Shorty after, the story was picked up by RKO Studios for the price of a thousand dollars, but RKO wasn't able to get all the pieces together. The story was moving sure, but after three different attempts at different scripts, it began to gather dust waiting for its chance to be made. Their choice of leading man Cary Grant found another Christmas movie in the form of The Bishops Wife. And none of the three scripts really captured Stern's story the way they wanted. All that changed however, when Frank Capra came along and paid that same thousand dollars for his own shot at the film.
Capra was famous for making wholesome films with positive statements, fondly known as Capricorn. The story of "The Greatest Gift" had moved him and he was determined to highlight the importance of the individual in his film. He believed that no man was a failure and that everyone was born to do something, both of which would come through beautifully in his version of the script.
Capra was able to make great strides with the movie, but he still had to find the right actors, edit his script to Hollywood standards and build one of the largest movie sets ever made before It's A Wonderful Life started to take shape. It was a project that had taken a lot of time, development and heart, but in 1946 it was finally ready to make its debut.
Capra would later say it was one of his favorite films, but the reaction in December of 1946 was far from enthusiastic. Although it was nominated for several academy awards, it didn't win a single one and it wasn't all that popular with moviegoers of the 1940's. Heavy ice that year meant most people would stay home and audiences who did see it considered it to be too depressing for a holiday movie. It was by no means a box office flop but it was soon forgotten and would have probably stayed that way if not for a small loophole in the 1970's.
In 1974 the copyright for the movie expired and could have been renewed for another 28 years, but due to a clerical error it was not renewed and suddenly anyone could play the movie without paying royalties.
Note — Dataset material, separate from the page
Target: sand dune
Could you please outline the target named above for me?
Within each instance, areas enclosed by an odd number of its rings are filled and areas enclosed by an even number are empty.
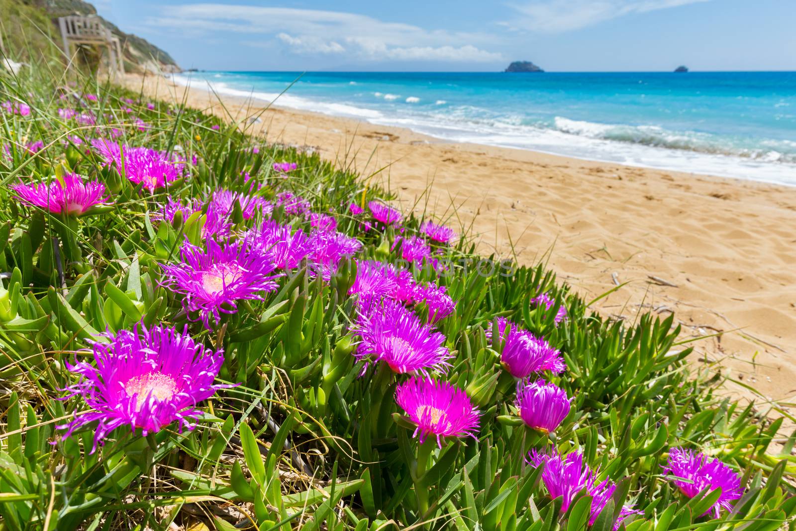
[[[163,78],[128,76],[133,90],[181,100]],[[197,85],[189,105],[224,115]],[[224,96],[232,117],[262,103]],[[788,403],[796,395],[796,189],[437,142],[404,129],[272,108],[248,126],[270,141],[317,147],[388,184],[404,209],[472,225],[485,252],[543,258],[585,297],[629,282],[597,304],[632,320],[674,311],[695,365],[753,386],[729,392]],[[243,120],[248,123],[248,120]],[[427,189],[431,186],[430,191]],[[654,278],[653,278],[654,277]],[[671,284],[671,285],[669,285]],[[765,411],[765,408],[761,408]]]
This mix up allowed the movie to enter the public domain which was not good for royalty owners but it ended up being great news for the movie itself. The movie began to play each year around Christmas, a tradition that has lasted for many years, and it has become a beloved classic all over the world. It was said about the film that, "It didn't make a lot of money but it has enriched the lives of all who have fallen under its spell."
I love that story from beginning to end because it shows that meager beginnings do not have the final word. It may not look like much to us or like things are even going our way but God is holding the future in His hands. No matter how many scripts our lives follow or how many hurdles we face, we can learn from a little movie in 1946 that perseverance can lead to a beautiful story in the end. And like Capra highlighted, we are all born with a unique God given gift to do something great. I'd dare to say, "With God, no man is a failure".
I don't know where this end of one year and beginning of another finds you, but I hope your heart is encouraged to keep on dreaming, keep on moving and keep on hoping. If one movie can go through all that, I think the human spirit can do anything. My church likes to use the phrase: "the best is yet to come" and I think we must choose to believe it; to live in it. In the joy and in the pain, in the laughter and in the sorrow; in the yesterdays and the tomorrows let's allow God to carve out an amazing script. Look to the new year with new hope. Discover the wonder in your life. And let your life be something that enriches others. After all, "It is a wonderful life."
Happy New Year! May 2016 be the best yet!